I enthralled with the serendipity of the idea years ago when I read  that Ford Motor Company had invented automobile financing with the introduction of the “56 for ’56″promotion in Philadelphia Ford sales district,.  The idea was that instead of walking in and laying down your hard-earned and frugally saved money for a new car, you could now walk through the door to a Philadelphia are dealership with no money in pocket, sign a few papers, and drive away in a brand spanking new car. In that I am an American, it wasn’t hard to figure out why auto financing quickly spread to all Ford sales regions in the country — and then through all dealerships for all makes and model in the country.  And so, installment purchasing of consumer goods was born.

At the time,  I was intrigued at the genius of the idea.  Apparently it was the brain child of Lee Iacoca, who introduced the scheme to resuscitate lagging sales in Phildelphia sales region of Ford that he had recently assumed responsibility for. It worked so well that it wasn’t long before Ford Motor called him to Ford Headquarters so he could share the love — and the genius.  The rest, as they say, is history.

Looking back now, though, I realize that installment purchasing plans for automobiles was probably the death knell for public transportation.  Possibly the beginning of the death knell for the planet.  There was just too much money to be made by auto manufacturers, banks, investors, insurance companies, suppliers, accessories stores, and repair and service shops.  It became, substantially, the real business of America.  Cars — and fossil fuel to power them.  And it was so inexpensive, convenient, and so instantaneous at the time that it was irresistible for Amerian consumers as well.

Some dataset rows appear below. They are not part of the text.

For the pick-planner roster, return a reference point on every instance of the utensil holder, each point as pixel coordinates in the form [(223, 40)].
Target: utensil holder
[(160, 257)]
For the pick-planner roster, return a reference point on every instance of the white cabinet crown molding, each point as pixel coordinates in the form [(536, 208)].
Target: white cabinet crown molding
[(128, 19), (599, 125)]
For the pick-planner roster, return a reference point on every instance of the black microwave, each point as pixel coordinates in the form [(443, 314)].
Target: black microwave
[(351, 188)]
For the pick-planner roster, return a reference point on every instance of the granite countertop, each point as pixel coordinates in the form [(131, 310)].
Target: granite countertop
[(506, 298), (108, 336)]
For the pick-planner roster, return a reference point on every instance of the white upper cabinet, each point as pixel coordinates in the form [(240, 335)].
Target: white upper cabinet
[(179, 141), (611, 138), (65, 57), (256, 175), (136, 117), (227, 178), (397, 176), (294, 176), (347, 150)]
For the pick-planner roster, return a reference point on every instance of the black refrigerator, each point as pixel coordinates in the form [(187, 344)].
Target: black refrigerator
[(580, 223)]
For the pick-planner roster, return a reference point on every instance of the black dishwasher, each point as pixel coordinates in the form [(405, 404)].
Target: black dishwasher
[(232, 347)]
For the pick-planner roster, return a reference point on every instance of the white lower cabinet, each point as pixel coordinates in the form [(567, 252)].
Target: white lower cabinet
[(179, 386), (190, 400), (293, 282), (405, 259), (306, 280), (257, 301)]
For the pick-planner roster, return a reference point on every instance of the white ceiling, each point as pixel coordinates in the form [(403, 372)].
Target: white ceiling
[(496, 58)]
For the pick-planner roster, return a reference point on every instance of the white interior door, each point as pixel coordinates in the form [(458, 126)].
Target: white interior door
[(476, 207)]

And in the glory years of America’s industrial power, autos drove the machine.  And Americans who were prospering, ultimately had multiple automobiles.  Women went to work — they had to have a car.  There was a family car, for work and vacations, then a more rugged car or truck for carrying, hauling, transporting — and of course 4-wheeling, hunting and fishing.

So here we are now.  At the cross-roads of the decisionpoint of whether or not the planet can survive — and pessimists among us say we have already irretrievably passed the tipping point.  We have reached peak oil — and now we have the emergence of billions of new people moving toward or into the consumer middle-class.  The competition for ever scarce resources has reached a fever pitch crescendo — potentially driving prices sky-high — and Tata Motors, rushing to the rescue of the poorest, teeming masses, adds, potentially, a few billion more internal combustion, fossil fuel consuming, carbon dioxide creating, soil and water polluting automobiles into the market in which heretofore most of the people simply did not have the economic capability to join the suicide planet contamination destruction parade.

Please Tata — and please China — think beyond this years financial statements and executive bonuses, that elusive third villa — this time in the south of France — and as rapidly as you possibly can build an electric, non-polluting $2000 car for the next 3 or 4 billion people who will join the economy and be able to afford personal transportatiion.

And in the United States — please take a huge chunk of that so-called “national defense” largess and invest it in the true “national defense” and the tragically needed “planetary defense’ — and build mass transit lines that criss-cross the U.S. and the globe — with sanely designed business and residential communities conveniently located along these efficient and sustainable lines of transportation.  Let’s begin an egalitarian, life and planet sustaining, resurrection and renaissance of the American way of life — and lead by example and with the power of our example and resources to create anew a sustainable form of human transportation and commerce on the planet.